Mathematical description of transporter activities. (A) Voltage dependence of the background conductance I_background = I_BG = I_BGmax× (1 − exp[−(V − V₀) × F/(RT)])/(1 + exp[−(V − V₀) × F/(RT)]); here V₀ = −100 mV (black curves) or V₀ = −50 mV (gray curve); I_BGmax = 20 fA/μm² (solid lines), I_BGmax = 10 fA/μm² (dotted line). (B,C) Voltage dependencies of the (B) H/P and (C) H/C cotransporters were approximated by first-order Taylor approximation. (B) I_H/P = G_H/P× (V − RT/F × [2 × ln(H_apo/H_cyt) + ln(P_apo/P_cyt)]); G_H/P = 200 fA/(μm²× V) (solid line), G_H/P = 400 fA/(μm²× V) (dashed line), G_H/P = 100 fA/(μm²× V) (dotted line).
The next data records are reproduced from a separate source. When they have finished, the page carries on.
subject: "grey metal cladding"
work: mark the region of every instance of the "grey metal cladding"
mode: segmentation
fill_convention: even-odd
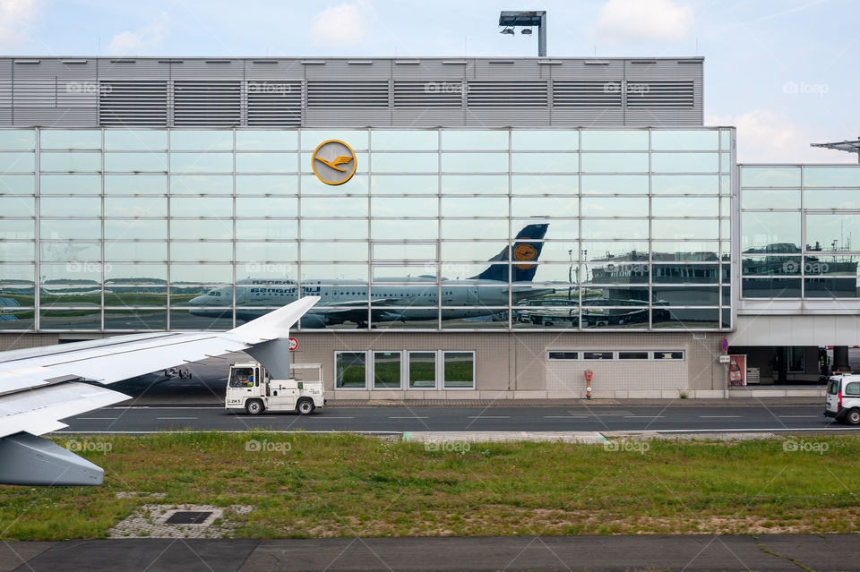
[[[0,126],[701,125],[702,58],[0,58]]]

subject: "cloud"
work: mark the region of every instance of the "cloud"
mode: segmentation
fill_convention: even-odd
[[[738,115],[708,115],[706,125],[737,128],[738,163],[854,163],[856,156],[810,147],[830,141],[813,127],[799,126],[765,109]]]
[[[158,20],[137,31],[124,31],[113,37],[108,53],[114,55],[140,55],[155,47],[168,34],[168,15],[161,13]]]
[[[0,0],[0,47],[25,41],[39,9],[37,0]]]
[[[376,14],[366,0],[329,6],[314,16],[311,38],[316,46],[360,44]]]
[[[609,44],[683,39],[694,21],[692,6],[673,0],[608,0],[589,29],[589,36]]]

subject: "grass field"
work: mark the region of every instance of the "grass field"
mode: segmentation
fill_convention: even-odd
[[[0,487],[0,538],[102,537],[148,501],[120,491],[252,505],[236,534],[264,538],[860,532],[856,436],[616,450],[262,432],[56,441],[91,451],[105,484]]]

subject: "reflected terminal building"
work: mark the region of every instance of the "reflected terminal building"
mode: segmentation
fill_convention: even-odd
[[[817,381],[860,168],[739,166],[702,66],[0,58],[0,349],[313,295],[335,398],[721,397],[723,338]]]

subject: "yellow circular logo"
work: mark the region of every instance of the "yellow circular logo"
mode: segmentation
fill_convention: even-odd
[[[311,156],[314,175],[326,184],[343,184],[356,174],[356,152],[343,141],[320,143]]]
[[[513,247],[513,260],[533,260],[538,256],[538,249],[531,244],[520,243]],[[534,264],[514,264],[520,270],[534,268]]]

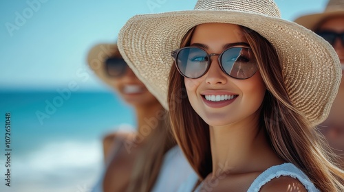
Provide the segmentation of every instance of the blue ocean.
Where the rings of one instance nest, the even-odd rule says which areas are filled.
[[[0,91],[0,191],[89,191],[102,172],[102,137],[135,126],[133,116],[111,92]]]

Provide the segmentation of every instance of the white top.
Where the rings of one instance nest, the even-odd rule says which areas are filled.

P_cyt = 2 mM, P_apo = 10 μM, pH_cyt = 7.0, pH_apo = 6.0, i.e. E_H/P = −17.3 mV. (C) I_H/C = 200 fA/(μm²× V) × (V − RT/F × [ln(H_apo/H_cyt) + ln(C_apo/C_cyt)]); C_cyt = 2 mM (solid lines), C_cyt = 4 mM (dashed line), C_cyt = 1 mM (dotted line), C_apo = 10 μM (black lines) or C_apo = 2 mM (gray line). The basic settings of the transporter network were: ${\text{P}}_{\text{cyt}}^{\text{plant}}$ = 1.5 mM, ${\text{P}}_{\text{cyt}}^{\text{fungus}}$ = 3.0 mM, ${\text{C}}_{\text{cyt}}^{\text{plant}}$ = 2 mM, ${\text{C}}_{\text{cyt}}^{\text{fungus}}$ = 1 mM, pH_apo = 6.0, p${\text{H}}_{\text{cyt}}^{\text{plant}}$ = 7.0, p${\text{H}}_{\text{cyt}}^{\text{fungus}}$ = 7.0, ${\text{G}}_{\text{H}/\text{P}}^{\text{plant}}$ = 200 fA/(μm² × V), ${\text{G}}_{\text{H}/\text{P}}^{\text{fungus}}$ = 200 fA/(μm² × V), ${\text{G}}_{\text{H}/\text{C}}^{\text{plant}}$ = 200 fA/(μm² × V), ${\text{G}}_{\text{H}/\text{C}}^{\text{fungus}}$ = 200 fA/(μm² × V), ${\text{I}}_{\text{BGmax}}^{\text{plant}}$ = 20 fA/μm², ${\text{I}}_{\text{BGmax}}^{\text{fungus}}$ = 20 fA/μm², ${\text{V}}_{\text{p}}^0$ = ${\text{V}}_0^{\text{plant}}$ = −75 mV, ${\text{V}}_{\text{f}}^0$ = ${\text{V}}_0^{\text{fungus}}$ = −75 mV. The free-running parameters in in silico simulations were the apoplastic concentrations P_apo and C_apo, and the voltages at the plant and fungal plasma membrane V_p, V_f.